Ama unutmayalım ki bu amaca ulaşmak için uzun bir yolu katetmek gerekiyor.

Öncelikle Ya hep ya hiç” anlayışı terkedilmeli, siyasete keskin siyah-beyaz ayrımı açısıyla bakılmamalıdır.

Bununla birlikte temel hedefi gözden kaçırmadan kısa vadeli hedefleri içeren bir program etrafında, en geniş yurtsever kesimlerin bir araya geldiği bir ulusal ve mücadeleci odak oluşturulmalıdır.

Kısa vadeli ulusal taleplerin saptanması noktasında Amerika’yı yeniden keşfetmeye gerek yok. Kürdistan ulusal kurtuluş mücadelesi bu konuda geniş bir arşiv ve deneyime sahiptir.

Öncekiler bir yana son yıllarda Kuzeyli örgütler arasında yürütülen “5’li” ”3’lü” işbirliği çalışmalarında üzerine uzlaşıya varılan taleplerin güncellenmesi yeterlidir.

Bununla birlikte tüm toplumsal yapıları bir araya getirirken şu veya bu kesimlere veto uygulanmamalı, kırmızı çizgiler sisteme karşı çizilmelidir.

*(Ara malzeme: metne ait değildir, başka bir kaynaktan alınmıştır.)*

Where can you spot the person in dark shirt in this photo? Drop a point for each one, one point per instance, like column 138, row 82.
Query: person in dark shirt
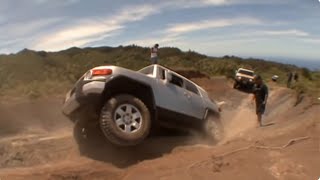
column 260, row 91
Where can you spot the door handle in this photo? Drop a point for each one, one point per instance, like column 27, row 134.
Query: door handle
column 187, row 95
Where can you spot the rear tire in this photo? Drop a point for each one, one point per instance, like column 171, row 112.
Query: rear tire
column 125, row 120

Ayrıca ya sonrası sorusunun olası cevaplarına hazırlanırken, Mam Celal’ın şu belirlemesini de gözönünde bulundurmalıyız: Cebinizde 20 lira ile bakkala gittiğinizde ancak 20 liralık alış verişi yaparsanız.

Önümüzdeki dönemde, Mela Mustafa Barzani’nin “ya sonrası” sorusuyla Mam Celal’ın yukarıdaki belirlemesi bizleri yanlış yapmaktan koruyacak, hedeflerimize ulaşmamıza yardımcı olacaktır.

12 Ekim 2025

(*) 03 Ekim 2017 tarihinde yaşamını yitiren, tanımaktan onur duyduğum ve üzerimde etkisi fazla olan Mam Celal Talabani’yi saygıyla anıyorum.